Durham City Council revealed that Gateshead-based G and J Houghton had withdrawn its planning application for the former Appletree Nursing Home at Meadowfield.

The application, lodged last summer, ran into fierce opposition and residents formed an action group to fight the plan.

The city council received 1,500 letters of objections from people worried that there would be an increase in crime and vandalism and a drop in house prices if the scheme in Frederick Street North went ahead.

Gilbert Thompson, action group secretary, said: "It is very good news. Everybody is quite happy because it was causing a lot of concern.

"It is a relief. It wasn't a question of there being asylum seekers or anyone else. It was a question of a hostel in an area like this. There are no facilities. It is just a village.

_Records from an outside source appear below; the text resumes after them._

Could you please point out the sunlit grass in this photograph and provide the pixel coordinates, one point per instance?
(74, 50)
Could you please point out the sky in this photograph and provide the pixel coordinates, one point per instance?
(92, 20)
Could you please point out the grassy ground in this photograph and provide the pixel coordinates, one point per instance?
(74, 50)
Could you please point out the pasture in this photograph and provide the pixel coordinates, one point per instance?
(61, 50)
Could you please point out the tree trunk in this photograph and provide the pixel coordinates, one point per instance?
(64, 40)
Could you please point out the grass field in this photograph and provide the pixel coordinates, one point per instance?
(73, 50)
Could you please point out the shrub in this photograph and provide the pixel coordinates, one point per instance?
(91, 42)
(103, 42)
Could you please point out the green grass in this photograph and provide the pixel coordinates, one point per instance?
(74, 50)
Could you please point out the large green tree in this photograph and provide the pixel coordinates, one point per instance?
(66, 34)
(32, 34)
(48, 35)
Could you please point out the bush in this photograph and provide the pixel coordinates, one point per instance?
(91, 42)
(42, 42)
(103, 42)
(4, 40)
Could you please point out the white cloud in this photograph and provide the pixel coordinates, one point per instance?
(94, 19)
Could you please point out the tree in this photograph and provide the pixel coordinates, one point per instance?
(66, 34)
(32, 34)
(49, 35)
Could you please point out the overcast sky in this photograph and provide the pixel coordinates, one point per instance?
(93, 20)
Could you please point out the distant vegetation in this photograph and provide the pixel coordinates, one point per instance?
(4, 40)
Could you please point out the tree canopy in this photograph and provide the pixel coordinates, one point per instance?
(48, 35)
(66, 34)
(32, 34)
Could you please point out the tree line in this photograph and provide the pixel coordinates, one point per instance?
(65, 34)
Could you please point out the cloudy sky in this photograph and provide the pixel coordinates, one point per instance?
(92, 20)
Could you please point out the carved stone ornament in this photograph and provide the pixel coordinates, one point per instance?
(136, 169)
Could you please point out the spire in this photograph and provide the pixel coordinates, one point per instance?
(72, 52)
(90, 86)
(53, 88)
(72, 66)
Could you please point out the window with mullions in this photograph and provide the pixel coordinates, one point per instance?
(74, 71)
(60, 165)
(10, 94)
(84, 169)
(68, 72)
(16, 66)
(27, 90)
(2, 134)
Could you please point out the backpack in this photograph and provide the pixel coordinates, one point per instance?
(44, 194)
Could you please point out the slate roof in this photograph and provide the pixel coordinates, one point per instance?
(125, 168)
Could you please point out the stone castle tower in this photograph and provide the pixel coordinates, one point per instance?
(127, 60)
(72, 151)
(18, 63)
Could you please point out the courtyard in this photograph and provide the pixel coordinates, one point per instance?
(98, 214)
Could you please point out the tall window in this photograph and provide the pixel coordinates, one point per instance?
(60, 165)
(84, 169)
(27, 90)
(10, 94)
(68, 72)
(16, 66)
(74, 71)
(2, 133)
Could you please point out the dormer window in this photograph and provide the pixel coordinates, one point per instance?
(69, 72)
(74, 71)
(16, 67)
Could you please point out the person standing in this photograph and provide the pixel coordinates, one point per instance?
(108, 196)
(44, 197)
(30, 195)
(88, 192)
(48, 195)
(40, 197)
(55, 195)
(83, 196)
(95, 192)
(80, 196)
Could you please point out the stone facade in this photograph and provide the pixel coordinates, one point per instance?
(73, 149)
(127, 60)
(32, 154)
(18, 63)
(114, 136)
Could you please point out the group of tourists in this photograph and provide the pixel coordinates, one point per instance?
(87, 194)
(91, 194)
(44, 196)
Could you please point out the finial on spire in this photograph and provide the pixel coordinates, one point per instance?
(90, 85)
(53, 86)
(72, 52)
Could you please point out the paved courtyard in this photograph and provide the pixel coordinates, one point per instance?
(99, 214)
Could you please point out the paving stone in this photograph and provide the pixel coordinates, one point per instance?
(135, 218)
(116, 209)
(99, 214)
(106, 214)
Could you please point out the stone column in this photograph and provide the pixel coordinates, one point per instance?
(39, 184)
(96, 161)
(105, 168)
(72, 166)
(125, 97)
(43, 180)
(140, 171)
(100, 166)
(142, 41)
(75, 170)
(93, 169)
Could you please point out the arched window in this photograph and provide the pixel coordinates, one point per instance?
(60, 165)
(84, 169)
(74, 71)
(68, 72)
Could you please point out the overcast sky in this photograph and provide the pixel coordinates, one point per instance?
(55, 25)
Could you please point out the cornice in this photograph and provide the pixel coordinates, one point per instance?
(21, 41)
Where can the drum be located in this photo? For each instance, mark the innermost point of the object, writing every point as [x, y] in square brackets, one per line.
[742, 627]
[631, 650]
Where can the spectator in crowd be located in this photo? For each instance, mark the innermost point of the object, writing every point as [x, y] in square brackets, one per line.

" The word hostel is frightening to people. It covers a multitude of things - it could a bail hostel or drug rehabilitation hostel."

A council spokeswoman said the application was lodged last August but had been withdrawn before it could be considered by councillors.

She added: "Appletree Nurs-ing Home was built as a nursing home for the elderly and could be re-used as a nursing or care home. At present the building is empty.''

The hostel would have provided short-term accommodation for up to 60, mainly single, people and would have been manned by a staff of ten at any one time. The company had agreed to sign an agreement ruling out the hostel's future use by drug addicts or sex offenders.